Praktik money politics yang terjadi membuat Mamat sadar bahwa sistem demokrasi tidak lagi sesuai dengan definisi ideal yang ia pelajari selama di sekolah dan kuliah. Dimana rakyat tidak lagi memiliki kedaulatan penuh atas suara dan partisipasi nya dalam sebuah pesta demokrasi. Praktek money politics di anggap sebagai suatu kewajaran oleh warga dikampungnya tanpa tau seberapa bahaya dan merusak sistem demokrasi. Money politics juga tidak dianggap sebagai sesuatu yang salah secara normatif. Sehingga warga membiarkan hal itu.

Mamat juga tahu kalau praktek money politics bukan hanya terjadi pada saat pilkades, namun lumrah terjadi juga pada pesta demokrasi yang lebih besar. Demokrasi dan money politics seolah dua kata yang sulit dipisahkan, apalagi ketika membahas soal demokrasi di Indonesia.
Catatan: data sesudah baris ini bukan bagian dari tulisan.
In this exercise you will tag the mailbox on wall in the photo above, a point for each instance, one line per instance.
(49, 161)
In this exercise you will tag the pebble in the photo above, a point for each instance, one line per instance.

Mamat gelisah dengan apa yang terjadi di desa nya. Ia sempat bercita-cita menjadi Kades suatu saat nanti. Tapi Mamat sadar ia hanyalah orang biasa yang tidak punya kemampuan finansial yang mumpuni untuk bisa bersaing dalam kancah pesta demokrasi, walaupun hanya di tingkat desa. Tapi dia tetap optimis akan ada perubahan untuk desa nya dan sistem demokrasi di Indonesia. Pertanyaan Mamat sampai saat ini hanya satu “bisakan saya menjadi kades hanya dengan modal intelektual dan moral?”